The Bill as it currently stands, Dr No suspects, is something of a fart in a spacesuit, unpleasant while it lasts, but doomed to fade away. It is so loaded with safeguards, not to mention the how long is a piece of string riddle, that it difficult to imagine a patient who both wants die and meets all the criteria.

Instead, Dr No believes, the Bill's real purpose is grooming: grooming us towards the idea that state sanctioned killing is a Good Thing, because it embraces two Good Things: choice and dignity. True, the Bill is about suicide, but it is assisted suicide, which if a fundamental game changer. Instead of A killing A (ie suicide) we now have A killing A with B's help (assisted suicide). The once solitary act is now a team effort; and we all know how sacred 'teams' are. The peer who blew it over 'illegal' morphine doses alluded like Dr No to the proverbial loaded gun handed to the suicidal patient.

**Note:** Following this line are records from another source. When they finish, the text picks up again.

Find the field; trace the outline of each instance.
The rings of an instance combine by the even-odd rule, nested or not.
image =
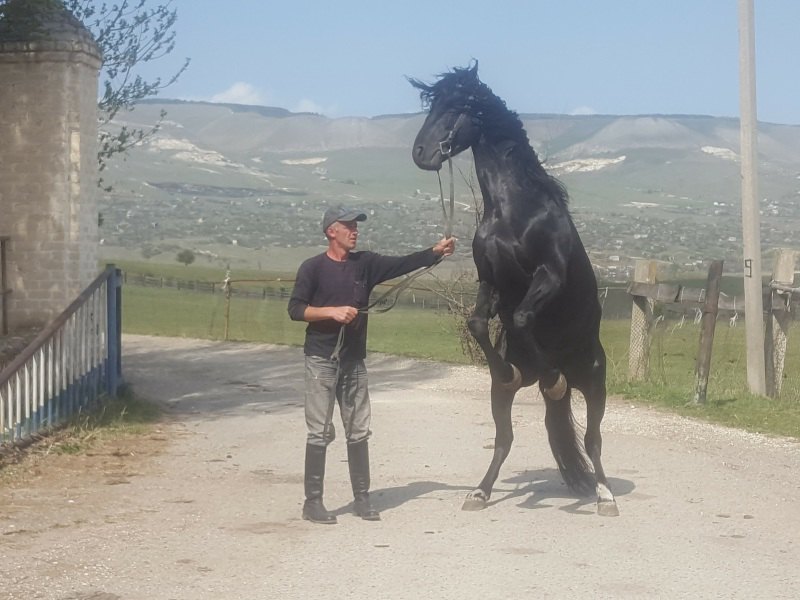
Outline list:
[[[133,278],[136,264],[126,266]],[[163,272],[147,267],[154,277],[187,275],[197,281],[219,281],[218,271],[169,266]],[[262,274],[263,277],[263,274]],[[286,312],[286,298],[291,283],[286,274],[270,278],[267,297],[234,295],[230,305],[228,339],[298,346],[302,345],[304,325],[292,322]],[[279,280],[280,279],[280,280]],[[264,290],[265,287],[258,289]],[[449,363],[468,363],[459,342],[459,326],[452,313],[440,306],[419,308],[399,305],[393,310],[370,317],[368,347],[372,352],[432,359]],[[428,303],[427,306],[431,306]],[[224,339],[226,299],[223,293],[210,294],[169,287],[131,285],[123,288],[123,330],[126,333]],[[153,307],[157,306],[157,309]],[[741,427],[751,431],[800,437],[800,351],[790,339],[785,378],[780,400],[769,400],[748,393],[744,364],[744,327],[730,326],[727,320],[717,323],[708,401],[693,405],[695,355],[699,346],[699,326],[691,319],[665,320],[656,328],[651,348],[648,380],[628,381],[629,321],[606,319],[601,339],[608,356],[608,390],[629,398],[684,415]],[[488,376],[488,375],[487,375]]]

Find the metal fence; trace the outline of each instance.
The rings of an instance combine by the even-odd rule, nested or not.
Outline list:
[[[121,273],[108,266],[0,371],[0,444],[30,439],[116,395]]]

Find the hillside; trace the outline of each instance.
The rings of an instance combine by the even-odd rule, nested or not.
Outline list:
[[[411,144],[424,114],[331,119],[271,107],[163,101],[129,124],[167,116],[148,143],[112,164],[101,200],[102,253],[174,261],[189,248],[212,264],[293,269],[321,249],[330,203],[367,210],[361,248],[405,252],[443,229],[435,174]],[[687,115],[521,115],[546,168],[571,195],[576,224],[604,277],[635,257],[676,271],[740,261],[739,130]],[[122,123],[120,123],[122,124]],[[800,220],[800,127],[762,123],[762,242],[789,246]],[[455,160],[456,235],[474,230],[471,155]],[[445,190],[449,182],[443,172]],[[471,185],[472,184],[472,187]]]

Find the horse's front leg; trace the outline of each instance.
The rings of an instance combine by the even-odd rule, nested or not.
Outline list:
[[[481,510],[486,508],[486,503],[492,495],[492,487],[500,474],[500,467],[511,451],[514,441],[514,430],[511,424],[511,406],[514,403],[516,390],[509,390],[506,386],[492,380],[492,417],[494,418],[494,454],[489,469],[477,489],[467,494],[461,510]]]
[[[496,314],[497,297],[494,288],[485,281],[481,281],[478,286],[478,296],[475,300],[475,310],[467,321],[467,326],[486,357],[489,373],[492,376],[492,385],[498,383],[516,391],[521,383],[519,369],[505,361],[492,345],[489,335],[489,320]]]
[[[619,515],[619,509],[614,494],[611,493],[608,486],[608,479],[600,458],[603,452],[600,423],[606,410],[606,362],[605,352],[599,341],[596,344],[595,360],[589,376],[589,385],[584,390],[584,397],[586,399],[584,447],[594,467],[597,514],[604,517],[616,517]]]
[[[541,365],[539,387],[542,393],[552,400],[561,400],[567,392],[567,381],[564,374],[545,360],[539,343],[533,335],[533,323],[542,308],[551,302],[564,281],[559,273],[558,263],[552,266],[540,265],[533,272],[530,285],[522,302],[514,309],[515,330],[523,336],[525,346],[534,355],[536,363]]]

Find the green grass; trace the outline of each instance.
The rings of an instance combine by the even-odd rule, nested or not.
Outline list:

The peer even said she would have been prepared to pull the trigger herself - B killing A (euthanasia).

This is none other than the slippery slope in action, proposed without missing a single beat by a peer in the Lords.

Yes, Dr No, The Witch Doctor also believes we are witnessing "grooming" of the public and that My Black Cat is also correct when she sniffs out that there is a conspiracy afoot.

However, they don't call it "grooming" or "a conspiracy" of course. They call it "Baby Steps." Same thing.

Here is what Joyce Robins, co-founder and co-director of "Patient Concern" has to say in her evidence to the Commission on Assisted Dying chaired by Lord Falconer.

"“JR: I would like to see that, yes. I mean as I say, I think we can only go for terminal illness at the moment, so this doesn’t actually apply to the people who are probably about to go into care homes. But, you know, baby steps, and we’ve changed our mind on so many things in my lifetime, homosexuality being one, and so on and so forth, and I think we will change towards that in due course. But at the moment we’ve got to fight this one through.”

The problem, or at least one of them is 6,000 agonising deaths. rather than the idea of grooming

No relief in the last 3 months of life even with the best palliative care - I dread to think what it must be like for those who can't access such services?

Of course there are no drugs to treat the mind if we accept the idea of agency rather than converting such sentiments (wanting to escape intractable suffering) into a pseudo form of mental illness.

I suppose we'll just have to soldier on with the Dignitas model for the time being.